Hydraulic Stress Limits Thermal Acclimation in Trees Under Chronic Drought

Rising global temperatures are increasingly paired with prolonged dry spells, creating "hot‑drought" events that stress forest ecosystems. Researchers at the University of Utah and collaborators set up a multiyear manipulation of soil moisture and air temperature to probe how two cornerstone European species—beech and downy oak—adjust leaf thermoregulation under such stress. By maintaining separate warming‑only and combined warming‑plus‑drought plots for five years, the study isolates the physiological pathways that enable—or block—thermal acclimation, offering a rare long‑term perspective often missing from short‑term heatwave experiments.

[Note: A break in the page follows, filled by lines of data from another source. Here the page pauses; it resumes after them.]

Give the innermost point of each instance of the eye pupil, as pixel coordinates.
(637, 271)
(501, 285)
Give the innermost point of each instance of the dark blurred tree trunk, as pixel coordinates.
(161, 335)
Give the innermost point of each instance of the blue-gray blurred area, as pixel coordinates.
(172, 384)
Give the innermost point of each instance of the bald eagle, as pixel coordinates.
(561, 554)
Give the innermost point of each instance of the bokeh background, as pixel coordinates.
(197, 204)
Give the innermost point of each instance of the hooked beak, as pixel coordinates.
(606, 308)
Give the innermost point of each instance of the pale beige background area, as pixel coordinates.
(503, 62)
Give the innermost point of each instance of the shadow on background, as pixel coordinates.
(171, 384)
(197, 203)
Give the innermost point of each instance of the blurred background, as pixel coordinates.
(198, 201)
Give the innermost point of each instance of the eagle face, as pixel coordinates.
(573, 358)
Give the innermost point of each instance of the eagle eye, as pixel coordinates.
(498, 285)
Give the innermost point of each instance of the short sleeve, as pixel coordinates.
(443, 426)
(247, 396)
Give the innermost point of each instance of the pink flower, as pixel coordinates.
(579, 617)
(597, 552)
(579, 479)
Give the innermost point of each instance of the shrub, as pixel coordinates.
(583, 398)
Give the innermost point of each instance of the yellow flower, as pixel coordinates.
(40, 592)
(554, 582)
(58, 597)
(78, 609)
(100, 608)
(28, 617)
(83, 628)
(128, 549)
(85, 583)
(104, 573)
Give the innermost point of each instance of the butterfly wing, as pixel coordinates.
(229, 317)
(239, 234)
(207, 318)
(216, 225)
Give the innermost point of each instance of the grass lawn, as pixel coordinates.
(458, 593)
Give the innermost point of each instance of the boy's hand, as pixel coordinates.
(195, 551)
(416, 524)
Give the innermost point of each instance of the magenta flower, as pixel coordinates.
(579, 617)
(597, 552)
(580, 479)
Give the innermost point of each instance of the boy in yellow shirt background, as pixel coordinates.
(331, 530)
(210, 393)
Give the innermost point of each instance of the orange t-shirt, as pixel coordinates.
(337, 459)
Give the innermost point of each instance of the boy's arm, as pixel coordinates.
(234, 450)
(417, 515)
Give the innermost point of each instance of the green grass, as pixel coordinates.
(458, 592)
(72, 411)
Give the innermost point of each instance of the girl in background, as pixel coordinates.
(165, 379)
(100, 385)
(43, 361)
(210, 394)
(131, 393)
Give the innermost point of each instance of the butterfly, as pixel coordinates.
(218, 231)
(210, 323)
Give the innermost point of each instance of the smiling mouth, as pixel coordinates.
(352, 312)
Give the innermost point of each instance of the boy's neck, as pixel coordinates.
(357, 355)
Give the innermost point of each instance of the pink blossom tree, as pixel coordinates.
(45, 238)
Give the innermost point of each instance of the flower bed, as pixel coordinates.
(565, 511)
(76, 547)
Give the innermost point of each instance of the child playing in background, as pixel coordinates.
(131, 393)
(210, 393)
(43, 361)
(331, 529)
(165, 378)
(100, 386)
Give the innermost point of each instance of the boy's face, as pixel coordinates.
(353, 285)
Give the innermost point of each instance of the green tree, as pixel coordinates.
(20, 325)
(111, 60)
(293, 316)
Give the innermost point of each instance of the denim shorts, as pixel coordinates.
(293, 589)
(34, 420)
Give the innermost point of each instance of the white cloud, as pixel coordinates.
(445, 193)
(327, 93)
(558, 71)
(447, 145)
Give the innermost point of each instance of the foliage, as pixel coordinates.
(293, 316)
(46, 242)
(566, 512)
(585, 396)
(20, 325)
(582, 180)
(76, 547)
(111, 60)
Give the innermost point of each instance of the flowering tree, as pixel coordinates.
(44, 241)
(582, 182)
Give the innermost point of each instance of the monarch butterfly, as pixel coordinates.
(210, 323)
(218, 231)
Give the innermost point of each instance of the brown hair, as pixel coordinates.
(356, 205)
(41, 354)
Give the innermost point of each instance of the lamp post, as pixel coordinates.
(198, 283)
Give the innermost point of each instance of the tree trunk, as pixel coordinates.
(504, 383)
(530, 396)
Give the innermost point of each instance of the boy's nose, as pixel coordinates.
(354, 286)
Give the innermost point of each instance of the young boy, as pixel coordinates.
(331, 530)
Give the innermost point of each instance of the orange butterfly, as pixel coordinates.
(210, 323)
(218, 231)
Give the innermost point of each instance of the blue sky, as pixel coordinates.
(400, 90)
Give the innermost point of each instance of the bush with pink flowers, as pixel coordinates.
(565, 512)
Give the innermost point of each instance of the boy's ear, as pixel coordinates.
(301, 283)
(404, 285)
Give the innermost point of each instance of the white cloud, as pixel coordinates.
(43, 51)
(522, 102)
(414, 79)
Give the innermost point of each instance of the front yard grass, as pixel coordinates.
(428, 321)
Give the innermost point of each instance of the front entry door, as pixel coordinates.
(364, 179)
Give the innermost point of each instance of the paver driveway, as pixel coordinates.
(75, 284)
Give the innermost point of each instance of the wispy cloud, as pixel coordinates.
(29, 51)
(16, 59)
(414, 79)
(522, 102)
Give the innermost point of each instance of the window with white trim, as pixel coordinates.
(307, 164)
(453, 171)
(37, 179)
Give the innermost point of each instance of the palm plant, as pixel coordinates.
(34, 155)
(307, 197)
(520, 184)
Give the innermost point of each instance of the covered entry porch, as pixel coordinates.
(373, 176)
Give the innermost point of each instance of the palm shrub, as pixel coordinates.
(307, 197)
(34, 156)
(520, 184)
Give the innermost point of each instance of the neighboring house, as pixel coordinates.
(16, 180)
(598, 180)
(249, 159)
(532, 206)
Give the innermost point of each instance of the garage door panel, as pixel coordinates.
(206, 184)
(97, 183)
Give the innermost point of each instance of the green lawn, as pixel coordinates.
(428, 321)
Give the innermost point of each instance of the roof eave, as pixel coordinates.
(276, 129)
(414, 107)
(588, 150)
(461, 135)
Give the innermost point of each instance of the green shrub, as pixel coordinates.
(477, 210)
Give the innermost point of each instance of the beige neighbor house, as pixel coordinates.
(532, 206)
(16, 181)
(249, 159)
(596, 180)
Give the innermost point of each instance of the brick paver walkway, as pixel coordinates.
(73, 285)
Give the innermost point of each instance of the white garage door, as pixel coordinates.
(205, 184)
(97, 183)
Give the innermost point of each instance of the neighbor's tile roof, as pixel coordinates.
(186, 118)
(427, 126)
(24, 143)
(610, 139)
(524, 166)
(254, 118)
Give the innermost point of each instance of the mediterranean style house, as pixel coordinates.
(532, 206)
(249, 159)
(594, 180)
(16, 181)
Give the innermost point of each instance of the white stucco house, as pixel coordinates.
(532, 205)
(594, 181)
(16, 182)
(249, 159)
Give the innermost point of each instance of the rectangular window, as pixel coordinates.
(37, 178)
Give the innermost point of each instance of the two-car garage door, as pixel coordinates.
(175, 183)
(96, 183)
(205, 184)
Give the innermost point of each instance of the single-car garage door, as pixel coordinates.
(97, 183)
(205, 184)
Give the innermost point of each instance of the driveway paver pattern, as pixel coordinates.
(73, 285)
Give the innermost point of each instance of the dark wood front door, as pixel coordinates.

The results reveal a stark divergence: when water is abundant, both species sustain leaf cooling, preserving positive thermal safety margins despite higher ambient temperatures. However, chronic drought narrows hydraulic safety margins, prompting stomatal closure that halts evaporative cooling. This hydraulic‑thermal feedback drives leaf temperatures beyond critical thresholds, causing photosystem II failure and visible scorching, particularly in beech, which is more drought‑sensitive. Oak displays slightly greater resilience but still suffers reduced cooling efficiency, underscoring that hydraulic stress, not temperature alone, caps acclimation potential.

These insights have immediate implications for forest management and climate‑impact modeling. Predictive frameworks must integrate hydraulic constraints alongside temperature projections to avoid underestimating mortality risk. Silvicultural practices may need to prioritize species or genotypes with broader hydraulic safety margins, and assisted migration strategies should consider both thermal and water‑use traits. As policymakers design mitigation and adaptation plans, acknowledging the hydraulic‑thermal cascade highlighted by this study will be essential to safeguard temperate forest carbon stocks and biodiversity against an era of more frequent hot‑drought extremes.